Queer Places:
Rua Alberto Cavalcanti - Recreio dos Bandeirantes, Rio de Janeiro - RJ, 22790-850, Brazil

Alberto Cavalcanti | dafilms.comAlberto de Almeida Cavalcanti (February 6, 1897 – August 23, 1982) was a Brazilian-born film director and producer. He was often credited with the single name Cavalcanti. When the film director Alberto Cavalcanti joined Ealing Studios in 1940 he supervised both the documentary and feature output of the studio. He also directed several feature films of his own, including the surreal wartime thriller Went the Day Well? (1942). This is now regarded as the finest home front film made in Britain during World War II. It cleverly depicts the occupation of a peaceful English village by disguised Nazi soldiers. Cavalcanti brought a documentary realism to the film, without losing its dramatic impact. At the end of the war, he directed the chilling `Ventriloquist's Dummy' segment of Dead of Night (1945) in which Michael Redgrave gave a brilliant performance as a repressed homosexual ventriloquist who descends into madness.

Cavalcanti was born in Rio de Janeiro, the son of a prominent mathematician.[1] He was a precociously intelligent child, and by the age of 15 was studying law at university.[2] Following an argument with a professor he was expelled. His father sent him to Geneva, Switzerland on condition that he did not study law or politics.[3] Cavalcanti chose to study architecture instead.[4] At 18 he moved to Paris to work for an architect, later switching to working on interior design.[3] After a visit back to Brazil he took up a position at the Brazilian consulate in Liverpool, England.[5] Cavalcanti corresponded with Marcel L'Herbier, a leading light in France's avant-garde film movement. This led to a job offer from L'Herbier for Cavalcanti to work as a set designer.[6]
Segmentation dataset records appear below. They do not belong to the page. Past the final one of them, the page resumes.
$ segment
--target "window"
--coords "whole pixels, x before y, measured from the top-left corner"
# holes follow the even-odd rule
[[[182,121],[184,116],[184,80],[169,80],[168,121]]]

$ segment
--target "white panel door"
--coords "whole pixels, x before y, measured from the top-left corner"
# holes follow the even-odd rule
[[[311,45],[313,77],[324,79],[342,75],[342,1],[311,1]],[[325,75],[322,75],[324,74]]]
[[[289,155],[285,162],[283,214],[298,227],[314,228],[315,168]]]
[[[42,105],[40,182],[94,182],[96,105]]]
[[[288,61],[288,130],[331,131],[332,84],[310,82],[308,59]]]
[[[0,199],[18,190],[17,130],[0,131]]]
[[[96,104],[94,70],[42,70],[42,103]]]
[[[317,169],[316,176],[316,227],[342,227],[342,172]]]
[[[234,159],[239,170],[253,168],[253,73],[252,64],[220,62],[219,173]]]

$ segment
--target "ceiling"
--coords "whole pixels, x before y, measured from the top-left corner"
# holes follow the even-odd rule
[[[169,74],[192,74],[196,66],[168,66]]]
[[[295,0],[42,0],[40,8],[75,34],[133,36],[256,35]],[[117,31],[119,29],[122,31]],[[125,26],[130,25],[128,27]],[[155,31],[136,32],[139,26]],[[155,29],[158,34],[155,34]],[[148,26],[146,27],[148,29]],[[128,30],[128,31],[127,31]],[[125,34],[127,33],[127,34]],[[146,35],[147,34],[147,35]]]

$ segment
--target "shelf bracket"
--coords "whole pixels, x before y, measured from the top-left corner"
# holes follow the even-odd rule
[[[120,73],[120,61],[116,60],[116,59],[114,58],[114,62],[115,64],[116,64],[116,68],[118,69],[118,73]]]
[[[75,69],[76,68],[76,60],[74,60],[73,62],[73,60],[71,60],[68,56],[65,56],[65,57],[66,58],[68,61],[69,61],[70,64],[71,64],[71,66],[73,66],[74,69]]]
In 1920 Cavalcanti left his job at the Consulate and moved back to France to work for L'Herbier; he was to be involved in the making of numerous films, the most notable being L'Inhumaine.[7] He was soon making his own films, in 1926 directing his first, Rien Que les Heures (Nothing But Time) — a day in the life of Paris and its citizens.[8][4] Cavalcanti took a job with Paramount's French studios after the talkies came in, but he found himself making more commercial films which could not hold his interest and left Paramount in 1933.[2] The following year Cavalcanti returned to England to work for John Grierson's GPO Film Unit.[1] He was involved in many capacities, from production to sound engineer. He was to spend seven years at the GPO Film Unit, working on many projects, most notably; Coal Face (1935), Night Mail (1936), Message to Geneva (1937), Four Barriers (1937), and Spare Time (1939).[1] Much of Cavalcanti's work at the GPO was uncredited, he acted as a mentor to many new film makers, but in 1937 he was appointed acting head of the GPO Film Unit when Grierson left for Canada.[1] When Cavalcanti was told that the only way the position could become permanent was to become a naturalized British citizen, he decided to leave the unit. In 1940 Cavalcanti joined Ealing Studios, under the leadership of producer Michael Balcon.[1] He worked as an art editor, producer and director. His most notable works of this period (many of them propaganda films) were Yellow Caesar (1941), Went the Day Well? (1942), Three Songs of Resistance (1943), Champagne Charlie (1944), Dead of Night (as co-director) (1945) and Nicholas Nickleby (1947).[2] In 1946 Cavalcanti left Ealing over a dispute about money. He went on to direct three more films in the UK, before returning to Brazil in 1950.[8] In Brazil Cavalcanti became head of production for Companhia Cinematográfica Vera Cruz; though the company eventually became insolvent.[9] After being blacklisted as a communist in Brazil, he moved back to Europe.[7] He spent much of the 1960s and 1970s working as an itinerant film maker in various countries, including East Germany, France and Israel.[1] Cavalcanti died in Paris at the age of 85.[8]